Traditional folk tales are fraught with stories where the protagonist embellishes reality only to take a precipitous fall because of a bombastic exaggeration. Consider, “The Boy Who Cried Wolf,” or “Chicken Little” proclaiming that the “sky is falling.” In Andover the same folkloric motif has become a modern day saga known as the “OPEB Crisis.” OPEB stands for: the health benefits of retired municipal employees.
This, so-called crisis, is mainly a member of the Board of Selectmen Mr. BobLandry’s manufactured fantasy. Rather than use the mystical fears of ancient lore, Mr. Landry is situating his claims within the realm of numerical mysticism; and, offering as a solution not only his own demise but also the destruction of the way of life of retired Andover public employees. His plan is to change the retirees’ premium contribution from approximately 25 percent to 49 percent, under the guise that this is the only way to fund the retirement health care account. The impact upon retirees would be dramatic. It would increase premium contributions for retirees from upwards of 43 percent to 264 percent, depending upon the plan.
These premium increases need to be considered within the context of real economic costs for those who would be directly impacted. As an illustration, the average public town employee’s pension is $26,600. In addition, 150 employees only average $12,202 as an annual pension, which places them below federal poverty level guidelines. This proposed Draconian health insurance cost shifting needs to be assessed within this attenuated arena.
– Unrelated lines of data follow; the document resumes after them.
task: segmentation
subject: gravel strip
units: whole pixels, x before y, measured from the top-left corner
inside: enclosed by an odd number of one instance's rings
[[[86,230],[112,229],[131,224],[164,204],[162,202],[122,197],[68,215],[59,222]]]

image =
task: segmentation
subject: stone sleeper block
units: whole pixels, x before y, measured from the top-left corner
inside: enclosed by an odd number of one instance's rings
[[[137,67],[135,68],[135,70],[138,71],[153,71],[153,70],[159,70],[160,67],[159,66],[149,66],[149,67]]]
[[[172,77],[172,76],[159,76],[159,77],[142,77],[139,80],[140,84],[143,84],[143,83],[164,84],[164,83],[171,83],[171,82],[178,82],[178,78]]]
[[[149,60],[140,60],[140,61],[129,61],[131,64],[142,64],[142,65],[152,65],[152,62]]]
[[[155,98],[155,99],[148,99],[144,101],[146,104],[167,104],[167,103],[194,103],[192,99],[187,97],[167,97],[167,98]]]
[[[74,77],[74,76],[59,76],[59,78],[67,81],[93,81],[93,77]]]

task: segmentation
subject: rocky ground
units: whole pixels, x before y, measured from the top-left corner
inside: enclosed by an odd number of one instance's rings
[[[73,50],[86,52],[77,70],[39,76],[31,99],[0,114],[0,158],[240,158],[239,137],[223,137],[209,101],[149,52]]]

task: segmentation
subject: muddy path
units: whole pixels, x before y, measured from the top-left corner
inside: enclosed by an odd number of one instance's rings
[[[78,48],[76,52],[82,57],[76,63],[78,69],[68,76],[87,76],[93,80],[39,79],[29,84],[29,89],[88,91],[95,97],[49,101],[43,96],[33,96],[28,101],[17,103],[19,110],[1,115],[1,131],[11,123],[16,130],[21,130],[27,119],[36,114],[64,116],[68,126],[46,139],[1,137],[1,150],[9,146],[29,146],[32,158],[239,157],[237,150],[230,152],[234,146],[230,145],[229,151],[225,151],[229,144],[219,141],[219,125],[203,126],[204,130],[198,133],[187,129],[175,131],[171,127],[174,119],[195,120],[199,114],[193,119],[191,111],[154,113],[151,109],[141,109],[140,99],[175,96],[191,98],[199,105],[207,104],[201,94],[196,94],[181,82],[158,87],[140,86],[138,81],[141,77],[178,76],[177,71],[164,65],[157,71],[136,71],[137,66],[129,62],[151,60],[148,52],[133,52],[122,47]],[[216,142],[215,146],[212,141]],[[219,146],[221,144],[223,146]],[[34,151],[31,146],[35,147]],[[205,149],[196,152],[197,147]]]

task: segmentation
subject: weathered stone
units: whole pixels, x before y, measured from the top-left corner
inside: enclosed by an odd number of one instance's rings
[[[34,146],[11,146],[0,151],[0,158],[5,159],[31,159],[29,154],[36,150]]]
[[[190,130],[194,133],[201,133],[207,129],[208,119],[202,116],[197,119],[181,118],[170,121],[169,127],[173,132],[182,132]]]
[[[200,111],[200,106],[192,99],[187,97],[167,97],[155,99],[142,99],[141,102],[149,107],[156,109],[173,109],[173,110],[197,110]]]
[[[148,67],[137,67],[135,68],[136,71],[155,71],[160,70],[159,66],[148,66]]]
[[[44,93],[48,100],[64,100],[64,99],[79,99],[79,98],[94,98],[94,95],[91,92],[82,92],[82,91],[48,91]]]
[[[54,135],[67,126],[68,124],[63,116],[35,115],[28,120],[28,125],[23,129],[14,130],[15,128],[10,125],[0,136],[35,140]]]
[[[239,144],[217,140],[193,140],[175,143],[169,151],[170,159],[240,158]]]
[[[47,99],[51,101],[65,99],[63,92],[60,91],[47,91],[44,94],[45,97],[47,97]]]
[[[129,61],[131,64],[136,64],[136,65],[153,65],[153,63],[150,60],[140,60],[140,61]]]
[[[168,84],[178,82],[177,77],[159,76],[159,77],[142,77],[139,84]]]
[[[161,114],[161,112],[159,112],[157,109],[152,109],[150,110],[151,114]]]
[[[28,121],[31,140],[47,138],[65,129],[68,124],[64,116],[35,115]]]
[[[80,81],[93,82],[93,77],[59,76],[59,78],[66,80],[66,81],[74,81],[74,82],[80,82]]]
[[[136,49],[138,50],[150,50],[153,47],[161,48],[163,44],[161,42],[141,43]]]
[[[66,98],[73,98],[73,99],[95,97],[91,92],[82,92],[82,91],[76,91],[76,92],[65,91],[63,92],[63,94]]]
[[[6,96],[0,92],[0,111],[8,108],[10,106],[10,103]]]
Instead of cost shifting OPEB expenses on to retirees, as offered by Mr. Landry and his acolytes, there are several viable remedies that should be explored by the Board of Selectmen. First, the employee health insurance advisory committee/PEC has agreed to plan changes that will save the town approximately $1,428,000, of which $357,000 will be provided to active and retired insured members. Employees and retirees have offered their entire savings to help to fund the OPEB account. This is over 50 percent of what the town is offering from present tax revenues. A second way to fund OPEB is to pay down the current retirement account at an accelerated rate, and then divert the savings into OPEB. This would enable the town to utilize savings from the retirement account to fund OPEB future costs much sooner. The city of Boston is currently following this practice. A third mechanism is to invest retirement revenues into PRIT/The State’s Retirement Investment Account. This will provide a higher rate of interest on investments that would lower OPEB liabilities. Finally, the town might consider budgeting OPEB costs as a percent of benefits for new employees. This is affordable because the town only pays 4.5 percent of current town employees’ retirement expenses and does not pay into the teacher/school administrations’ pension plans. This is substantially different from private employers who pay 6.7 percent of their employees’ salaries into the Social Security Administration.
The Andover where I was raised, and where I spent most of my professional career had much different values about caring for others and keeping one’s commitment to public retirees than those values articulated by Mr. Landry. I urge the community and the sincere and reasonable members of the Board of Selectmen to carefully consider the recommendations posited in this letter.
550 Haverhill St., Lawrence
Note: Meyers was a teacher at Andover High School and is the former President of the Andover Education Association - the teacher’s union in Andover.